Aller au contenu
Biome
Docs Enterprise Playground
Blog

GritQL Plugin Recipes

Ce contenu n’est pas encore disponible dans votre langue.

This page provides a collection of practical GritQL plugin examples that you can use directly in your projects. Each example is designed to demonstrate a specific GritQL feature while solving a real-world linting problem.

For an introduction to GritQL syntax and the plugin system, see the Linter Plugins and GritQL reference pages first.

To use any of the examples below, save the GritQL snippet to a .grit file in your project and register it in your configuration:

{
  "plugins": ["./plugins/your-rule.grit"]
}

Alternatively, you can navigate the playground link attached to each example.

JavaScript / TypeScript

Section titled “JavaScript / TypeScript”

Below, there’s a collection of examples for JavaScript/TypeScript language.

Enforce strict equality except against null

Section titled “Enforce strict equality except against null”

GritQL patterns can have conditions attached via the where clause. Inside a where block, the match operator <: tests whether a variable matches a given pattern, and the not keyword negates that test. Multiple conditions separated by commas must all be true for the pattern to match.

Here we match any == comparison, then use two conditions with not to skip cases where either operand is the literal null — since == null is the one idiomatic use of loose equality:

`$left == $right` where {
    $right <: not `null`,
    $left <: not `null`,
    register_diagnostic(
        span = $left,
        message = "Use `===` instead of `==`. Loose equality is only acceptable when comparing against `null`.",
        severity = "warn"
    )
}

Matched — neither side is null:

if (x == 1) {
}
if (x == "hello") {
}

Not matched — one side is null, so loose equality is acceptable:

if (x == null) {
}
if (null == x) {
}

Try this example in the Playground

Ban forEach — prefer for...of

Section titled “Ban forEach — prefer for...of”

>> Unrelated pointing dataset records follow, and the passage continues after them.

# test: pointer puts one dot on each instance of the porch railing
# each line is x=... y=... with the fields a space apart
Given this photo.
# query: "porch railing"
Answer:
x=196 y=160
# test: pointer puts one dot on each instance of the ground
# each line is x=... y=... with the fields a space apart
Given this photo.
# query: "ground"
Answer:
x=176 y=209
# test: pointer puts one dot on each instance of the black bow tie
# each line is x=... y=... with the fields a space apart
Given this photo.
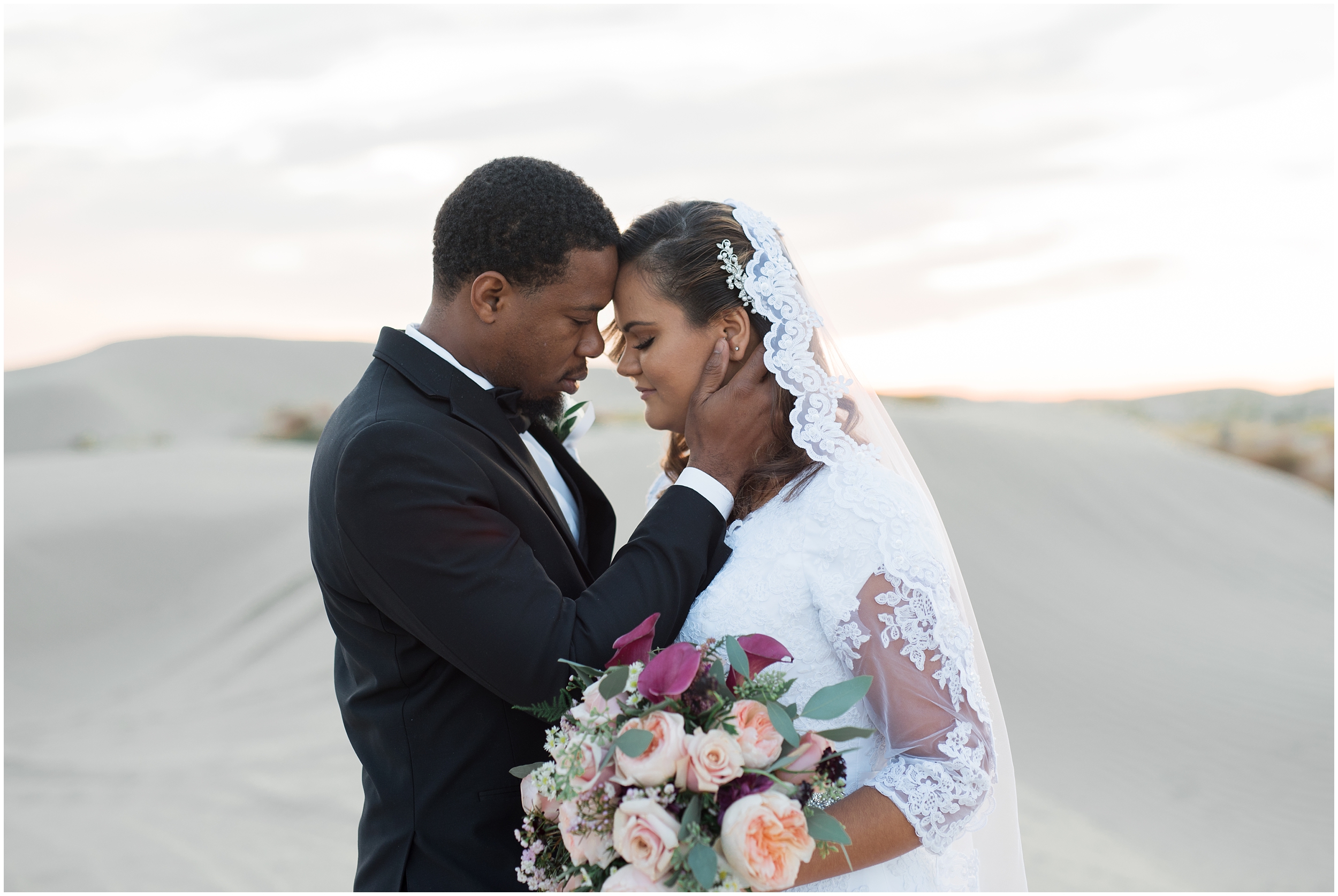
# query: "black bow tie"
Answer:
x=509 y=400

The spread metavariable $... matches zero or more arguments (or list elements) without binding them. The as keyword binds the entire matched node to a variable, so you can reference it later — typically to set the diagnostic span.

We use $... to match .forEach() regardless of how many arguments are passed, and as $call to capture the full expression for the diagnostic span:

`$collection.forEach($...)` as $call where {
    register_diagnostic(
        span = $call,
        message = "Prefer `for...of` over `.forEach()`. It supports `break`, `continue`, and `await`."
    )
}
const items = [1, 2, 3];
items.forEach((item) => console.log(item));
items.forEach((item, index) => {
  console.log(index, item);
});
for (const item of items) {
  console.log(item);
}

Both .forEach() calls are matched (lines 2 and 3). The for...of loop on line 6 is not affected.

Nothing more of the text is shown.